In another study, involving oral administration of captopril to A/J mice infected acutely with T. cruzi, Leon and co-workers reported that the acute myocarditis was ameliorated by prolonged treatment with this anti-hypertensive drug [3]. Although captopril is administrated routinely to hypertensive patients with chagasic cardiomyopathy, the immunological effects of this ACE inhibitor were not investigated systematically in humans. Our results revealed that ACE inhibitors potentiate T. cruzi infection of human monocytes, decreases the expression of the modulatory cytokine IL-10 while inducing Th17 cells. These studies suggest that anti-hypertensive
therapy based on captopril administration potentially alters the host–parasite balance
and might influence Selleck FK506 the outcome of Chagas disease. The donors included in our studies were non-chagasic individuals (n = 6) from the state of Minas Gerais, Brazil, with average ages ranging between 25 and 32 years. We excluded from our study individuals with any chronic inflammatory disease, diabetes, heart and circulatory illnesses (including hypertension) or bacterial infections. All individuals included in this work were volunteers. This study is part of an extended project evaluating cardiac risk factors in Chagas disease and has the approval of the Ethical Committee of Universidade find more Federal de Minas Gerais in accordance with the Declaration of Helsinki. Tissue-culture
derived trypomastigotes (TCT) of the Y strain of T. cruzi were isolated from infected monolayers of Vero cells, as described previously Epothilone B (EPO906, Patupilone) [18]. Briefly, Vero cells were infected using five TCT/host cells and kept in RPMI-1640 enriched with 5% fetal calf serum (FCS), supplemented with antibiotics (penicillin at 500 U/ml and streptomycin at 0·5 mg/ml).

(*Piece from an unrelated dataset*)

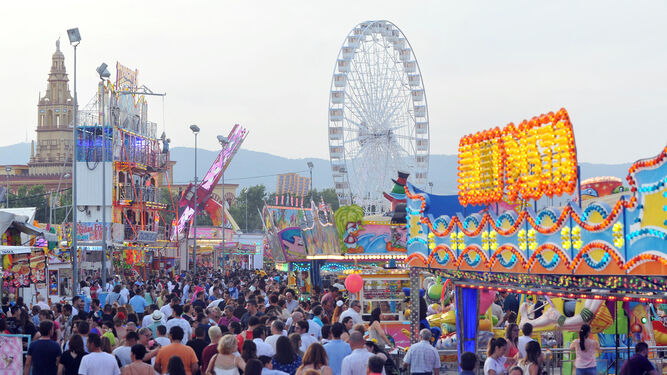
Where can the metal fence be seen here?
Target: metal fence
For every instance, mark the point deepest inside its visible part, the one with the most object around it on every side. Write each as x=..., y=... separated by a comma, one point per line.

After approximately 5 days, the TCT were collected from the supernatant, washed once by centrifugation with phosphate-buffered saline (PBS) pH 7·2 at 1000 g for 10 min at 4°C and resuspended in RPMI-1640 to a concentration of 5 × 107 TCT/ml. Peripheral blood mononuclear cells (PBMC) were purified as performed previously by us [18]. Briefly, heparinized blood was diluted 1:1 with PBS and applied over a Ficoll gradient. The mixture was centrifuged for 40 min at 600 g and PBMC were collected at the interface between the plasma and the Ficoll. Cells were washed three times by centrifugation with PBS and resuspended in RPMI-1640 supplemented with antibiotic/anti-mycotic (0·25 µg of amphotericin B/ml, 200 U of penicillin/ml, 0·1 mg of streptomycin/ml) and 1 mm l-glutamine at a concentration of 107 cells/ml. To obtain adherent cells, 2 × 106 PBMC/well were plated on 13-mm round coverslips in RPMI-1640 supplemented with 10% FCS and cultured in 24-well plates for 1 h at 37°C, 5% CO2.